Chronic intermittent hypoxia alters NMDA and AMPA-evoked currents in NTS neurons receiving carotid body chemoreceptor inputs

Chronic exposure to intermittent hypoxia (CIH) has been used in animals to mimic the arterial hypoxemia that accompanies sleep apnea. Humans with sleep apnea and animals exposed to CIH have elevated blood pressures and augmented sympathetic nervous system responses to acute exposures to hypoxia. To test the hypothesis that exposure to CIH alters neurons within the nucleus of the solitary tract (NTS) that integrate arterial chemoreceptor afferent inputs, we measured whole cell currents induced by activation of α-amino-3-hydroxy-5- methyl-4-isoxazolepropionate (AMPA) and N-methyl-D-aspartate (NMDA) receptors in enzymatically dispersed NTS neurons from normoxic (NORM) and CIH-exposed rats (alternating cycles of 3 min at 10% O₂ followed by 3 min at 21% O₂ between 8 AM and 4 PM for 7 days). To identify NTS neurons receiving carotid body afferent inputs the anterograde tracer 4-(4-(dihexadecylamino)styryl-N-methylpyridinum iodide (DiA) was placed onto the carotid body 1 wk before exposure to CIH. AMPA dose-response curves had similar EC₅₀ but maximal responses increased in neurons isolated from DiA-labeled CIH (20.1 ± 0.8 μM, n = 9) compared with NORM (6.0 ± 0.3 μM, n = 8) rats.
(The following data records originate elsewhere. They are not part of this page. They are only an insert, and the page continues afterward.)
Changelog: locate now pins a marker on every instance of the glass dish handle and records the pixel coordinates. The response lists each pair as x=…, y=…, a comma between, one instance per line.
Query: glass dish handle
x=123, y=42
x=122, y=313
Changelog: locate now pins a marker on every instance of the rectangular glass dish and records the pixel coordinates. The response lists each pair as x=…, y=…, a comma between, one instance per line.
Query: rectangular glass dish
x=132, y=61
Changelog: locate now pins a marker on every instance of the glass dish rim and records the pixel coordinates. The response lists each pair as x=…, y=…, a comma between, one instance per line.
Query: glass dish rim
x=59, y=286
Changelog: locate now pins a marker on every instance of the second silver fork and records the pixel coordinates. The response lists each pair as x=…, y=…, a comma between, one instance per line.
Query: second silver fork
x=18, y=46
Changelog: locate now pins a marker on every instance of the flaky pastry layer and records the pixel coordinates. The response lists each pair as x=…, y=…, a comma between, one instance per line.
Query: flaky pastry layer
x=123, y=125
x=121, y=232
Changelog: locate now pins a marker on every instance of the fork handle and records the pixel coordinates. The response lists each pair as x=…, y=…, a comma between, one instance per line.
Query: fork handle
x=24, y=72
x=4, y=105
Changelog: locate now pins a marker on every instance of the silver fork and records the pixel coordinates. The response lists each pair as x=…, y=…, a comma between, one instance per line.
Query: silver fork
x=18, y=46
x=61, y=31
NMDA dose-response curves also had similar EC₅₀ but maximal responses decreased in CIH (8.4 ± 0.4 μM, n = 8) compared with NORM (19.4 ± 0.6 μM, n = 9) rats. These results suggest reciprocal changes in the number and/or conductance characteristics of AMPA and NMDA receptors. Enhanced responses to AMPA receptor activation could contribute to enhanced chemoreflex responses observed in animals exposed to CIH and humans with sleep apnea.